Editor’s note
‘As long as I live I will have control over my being. My illustrious lordship, I’ll show you what a woman can do.’ So wrote the great Baroque 17th-century painter Artemisia Gentileschi when questioned by her male peers about her abilities, and uttered in an age when women artists were few in number. Times have thankfully changed, but some would rightly argue that both educational and arts organisations have a way to go in creating the best critical paths for more balanced representations.
Reflecting Tate’s current programme, the work of women artists dominate these pages, both as subjects and also artists’ voices in celebration, admiration or gratitude for the inspiration of fellow practitioners past and present. The American artist Sheila Hicks met Sonia Delaunay (1885–1979) in Paris in the late 1960s. By then, Delaunay was a respected figure despite her career having been somewhat overshadowed by her husband Robert. Until now. Hicks remembers being impressed by Delaunay’s enduring ability to work across many disciplines and her ‘workaholic attitude and willingness to try out things’.
It is an aesthetic that links many of the women artists who feature in this issue, including Barbara Hepworth (1903–1975), whose forthcoming Tate Britain exhibition celebrates not only her long life of radical experimentation (both in the creation of her artworks and also the way they were to be experienced by the viewer), but also how important an international figure she became, with exhibitions across the globe from a relatively young age. Like Hepworth, the American artist Agnes Martin (1912–2004) had a singular, determined mind that ignored the fashions displayed by some of her contemporaries. Her abstract meditative canvases shamelessly embraced the notion of beauty when others explored more conceptual tactics. ‘All art work is about beauty,’ she once wrote. ‘All positive work represents it and celebrates it. All negative art protests the lack of beauty in our lives.’

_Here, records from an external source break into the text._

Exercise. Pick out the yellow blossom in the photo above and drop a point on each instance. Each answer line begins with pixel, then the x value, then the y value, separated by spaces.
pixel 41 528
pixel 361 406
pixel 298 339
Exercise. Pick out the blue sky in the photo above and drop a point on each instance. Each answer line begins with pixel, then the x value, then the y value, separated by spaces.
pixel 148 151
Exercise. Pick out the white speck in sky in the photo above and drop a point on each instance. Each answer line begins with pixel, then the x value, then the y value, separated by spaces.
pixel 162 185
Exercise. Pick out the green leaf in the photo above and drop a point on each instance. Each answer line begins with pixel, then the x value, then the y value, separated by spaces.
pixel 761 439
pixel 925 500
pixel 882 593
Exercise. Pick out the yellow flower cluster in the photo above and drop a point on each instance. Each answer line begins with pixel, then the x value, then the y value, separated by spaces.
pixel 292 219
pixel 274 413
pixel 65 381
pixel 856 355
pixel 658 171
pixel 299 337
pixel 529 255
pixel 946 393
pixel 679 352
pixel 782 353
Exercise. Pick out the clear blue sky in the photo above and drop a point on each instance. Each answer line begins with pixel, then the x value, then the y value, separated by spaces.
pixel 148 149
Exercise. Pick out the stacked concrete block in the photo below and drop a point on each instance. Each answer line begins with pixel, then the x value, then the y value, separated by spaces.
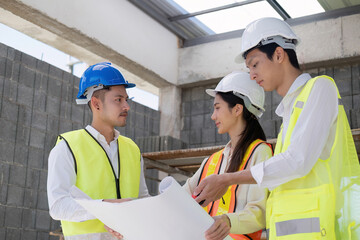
pixel 197 123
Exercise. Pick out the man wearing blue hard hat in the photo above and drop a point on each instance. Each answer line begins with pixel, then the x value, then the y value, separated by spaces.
pixel 90 158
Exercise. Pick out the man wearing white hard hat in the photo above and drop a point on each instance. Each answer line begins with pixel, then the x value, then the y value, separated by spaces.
pixel 90 158
pixel 238 103
pixel 314 176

The octogenarian artist Geta Bratescu, who will have her first public UK exhibition at Tate Liverpool, certainly shares Martin’s drive, as she reveals in our visit to her studio. This is exemplified in her extraordinarily varied output that encompasses performance, photo-collage, drawing, textiles and book illustrations, all created within the turbulent political context of her native Romania.
As well as displays by Rivane Neuenschwander (Tate St Ives) and Tracey Emin (Tate Britain), you can also explore how digital technology has changed the way images are made – in Tate Modern’s display Painting after Technology, which includes work by Amy Sillman and Albert Oehlen, and Tate Britain’s display The Weight of Data that features work by emerging artists Eloise Hawser, Katrina Palmer, Charlotte Prodger and Yuri Pattison.